Çok iyi hatırlıyorum: Projeyi okunur kılmak için bir maket bile yapmıştık. Dönemin Büyükşehir Belediye Başkanı Sözen kendi oturduğu semtin, Ayazpaşa’nın caddelerinin ne hale geleceğini maket üzerinden görünce şok geçirmişti.
Bugüne kadar belediyelere projeler yapan bu imtiyazlı zümre bu ilişki biçiminden hiçbir zaman vazgeçmedi.

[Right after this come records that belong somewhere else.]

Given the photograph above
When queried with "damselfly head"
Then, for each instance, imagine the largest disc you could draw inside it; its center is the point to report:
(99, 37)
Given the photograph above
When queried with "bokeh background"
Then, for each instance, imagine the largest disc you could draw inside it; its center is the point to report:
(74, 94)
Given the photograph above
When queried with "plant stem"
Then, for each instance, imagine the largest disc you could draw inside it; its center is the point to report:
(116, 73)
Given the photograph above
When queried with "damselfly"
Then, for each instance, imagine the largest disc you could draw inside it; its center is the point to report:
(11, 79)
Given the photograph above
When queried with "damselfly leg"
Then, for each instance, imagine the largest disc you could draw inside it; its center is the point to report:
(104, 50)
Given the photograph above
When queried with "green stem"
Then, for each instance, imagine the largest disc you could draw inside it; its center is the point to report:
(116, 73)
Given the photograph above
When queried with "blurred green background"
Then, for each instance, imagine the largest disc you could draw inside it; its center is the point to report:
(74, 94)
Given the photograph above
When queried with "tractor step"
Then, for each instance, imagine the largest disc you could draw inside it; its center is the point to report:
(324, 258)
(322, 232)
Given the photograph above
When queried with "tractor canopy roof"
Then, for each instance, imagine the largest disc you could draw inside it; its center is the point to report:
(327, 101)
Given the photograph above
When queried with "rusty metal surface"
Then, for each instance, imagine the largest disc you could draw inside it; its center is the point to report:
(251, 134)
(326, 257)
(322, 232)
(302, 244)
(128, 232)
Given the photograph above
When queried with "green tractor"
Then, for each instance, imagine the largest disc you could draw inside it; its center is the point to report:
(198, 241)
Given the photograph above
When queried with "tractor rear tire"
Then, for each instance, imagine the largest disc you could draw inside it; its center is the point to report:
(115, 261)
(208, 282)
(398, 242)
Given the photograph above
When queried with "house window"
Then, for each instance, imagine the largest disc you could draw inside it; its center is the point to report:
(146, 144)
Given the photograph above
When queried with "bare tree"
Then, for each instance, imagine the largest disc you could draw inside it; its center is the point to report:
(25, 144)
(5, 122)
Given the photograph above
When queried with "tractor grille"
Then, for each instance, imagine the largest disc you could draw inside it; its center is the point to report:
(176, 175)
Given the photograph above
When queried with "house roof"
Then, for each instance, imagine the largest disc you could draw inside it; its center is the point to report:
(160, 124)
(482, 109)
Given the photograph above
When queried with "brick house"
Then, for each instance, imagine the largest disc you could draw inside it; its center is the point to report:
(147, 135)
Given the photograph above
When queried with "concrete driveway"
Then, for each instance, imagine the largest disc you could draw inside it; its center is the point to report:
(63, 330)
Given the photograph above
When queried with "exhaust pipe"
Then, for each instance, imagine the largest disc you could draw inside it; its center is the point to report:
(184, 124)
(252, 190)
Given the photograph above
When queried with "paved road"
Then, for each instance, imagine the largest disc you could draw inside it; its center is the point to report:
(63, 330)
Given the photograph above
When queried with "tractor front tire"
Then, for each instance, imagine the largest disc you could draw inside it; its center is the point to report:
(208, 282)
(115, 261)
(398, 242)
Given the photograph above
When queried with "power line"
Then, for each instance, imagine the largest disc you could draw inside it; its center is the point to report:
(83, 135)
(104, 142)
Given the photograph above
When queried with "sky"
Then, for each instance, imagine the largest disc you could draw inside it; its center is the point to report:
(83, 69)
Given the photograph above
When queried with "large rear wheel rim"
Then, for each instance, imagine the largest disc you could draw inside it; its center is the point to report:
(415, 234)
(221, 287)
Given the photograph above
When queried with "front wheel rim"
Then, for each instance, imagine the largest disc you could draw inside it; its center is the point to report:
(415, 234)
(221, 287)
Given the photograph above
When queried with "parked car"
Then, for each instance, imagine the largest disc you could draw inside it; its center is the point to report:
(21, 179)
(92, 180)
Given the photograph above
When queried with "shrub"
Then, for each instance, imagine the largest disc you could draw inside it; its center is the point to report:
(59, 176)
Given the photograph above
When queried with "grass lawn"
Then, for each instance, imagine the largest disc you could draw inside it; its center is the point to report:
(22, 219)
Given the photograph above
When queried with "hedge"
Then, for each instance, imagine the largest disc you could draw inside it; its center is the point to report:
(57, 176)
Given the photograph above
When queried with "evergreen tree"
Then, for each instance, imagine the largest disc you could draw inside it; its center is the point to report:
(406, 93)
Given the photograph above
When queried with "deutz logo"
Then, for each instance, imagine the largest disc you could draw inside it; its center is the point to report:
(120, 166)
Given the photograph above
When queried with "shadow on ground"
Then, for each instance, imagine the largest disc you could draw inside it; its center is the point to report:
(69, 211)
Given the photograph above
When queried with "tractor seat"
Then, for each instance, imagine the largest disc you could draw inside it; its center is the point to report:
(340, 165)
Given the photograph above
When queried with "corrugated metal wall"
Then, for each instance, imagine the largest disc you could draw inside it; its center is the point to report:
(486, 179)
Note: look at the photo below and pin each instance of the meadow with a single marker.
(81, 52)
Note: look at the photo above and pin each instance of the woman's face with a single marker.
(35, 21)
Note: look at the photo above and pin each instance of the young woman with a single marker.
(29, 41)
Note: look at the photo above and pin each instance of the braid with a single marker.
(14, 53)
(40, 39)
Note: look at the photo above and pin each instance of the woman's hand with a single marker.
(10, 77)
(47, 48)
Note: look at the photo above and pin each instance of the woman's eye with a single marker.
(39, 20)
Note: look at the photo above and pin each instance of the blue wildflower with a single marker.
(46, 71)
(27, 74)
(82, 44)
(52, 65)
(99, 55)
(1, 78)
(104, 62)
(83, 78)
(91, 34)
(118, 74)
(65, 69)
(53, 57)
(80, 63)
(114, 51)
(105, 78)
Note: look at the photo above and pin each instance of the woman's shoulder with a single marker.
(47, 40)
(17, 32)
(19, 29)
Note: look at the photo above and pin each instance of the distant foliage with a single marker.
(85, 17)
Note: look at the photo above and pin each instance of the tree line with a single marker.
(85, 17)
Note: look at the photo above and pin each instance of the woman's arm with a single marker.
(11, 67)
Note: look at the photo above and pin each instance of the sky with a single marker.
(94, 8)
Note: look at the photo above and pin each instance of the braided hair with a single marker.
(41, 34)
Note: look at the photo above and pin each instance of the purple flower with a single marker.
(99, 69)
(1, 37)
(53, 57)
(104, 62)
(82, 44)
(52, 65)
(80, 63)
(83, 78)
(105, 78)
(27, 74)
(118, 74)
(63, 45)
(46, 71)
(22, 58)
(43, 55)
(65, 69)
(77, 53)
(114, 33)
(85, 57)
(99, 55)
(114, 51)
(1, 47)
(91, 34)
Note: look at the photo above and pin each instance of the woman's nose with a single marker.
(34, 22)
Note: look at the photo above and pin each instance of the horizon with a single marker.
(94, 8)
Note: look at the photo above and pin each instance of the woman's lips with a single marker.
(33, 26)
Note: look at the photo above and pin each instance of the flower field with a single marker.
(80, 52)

Bu kapalı ilişkiler sorgulandığında “bilim adına bu koltuğa oturuyoruz” diye cevap veriyorlardı. Projeler kamu kurumlarının kimliği altında hazırlanıyor. Sütlüce, Yenikapı, Sulukule, Süleymaniye gibi berbat uygulamalar böyle ortaya çıktı.
Bugün de “bilim adına” şehri kapalı bir zihin dünyasına mahkum eden bu imtiyazlı kişiler korumacılık, mimarlık alanındaki sivil toplum kuruluşlarını da ele geçirmiş oldukları için kimsenin sesi çıkamıyor. Siyasetçiler de onlara daha fazla iş vermek zorunda kalıyorlar.
Her alanda, her konuda… Elbette ki istedikleri hayalleri kurabilirler.
Ama sürekli siyasetçilerin saklanıyorlar ve projeler karşımıza kurgu olarak değil uygulama olarak çıkıyor. Kapalı ilişkilerle kendilerine imtiyazlar sağlamak için şehrin zihin dünyasını felç ediyorlar.
Uygulama disiplin gerektirir, bir şantiye işleyişinde. Zamana, bütçeye, ama her şeyden önce de bir projeye bağlıdır. Kurgulamanın yöntemleri uygulamadan çok farklıdır, alternatifler geliştirilebilir, hayaller kurulabilir, fikirler tartışılabilir.
Ama kurmaca olan uygulamanın arkasında saklı kaldığı sürece şiddet hakim olur.
İşte bu nedenle, her yıl dönümünde “Gezi’deki projeyi kim yaptıysa saklanmasın, çıksın ortaya”diyorum.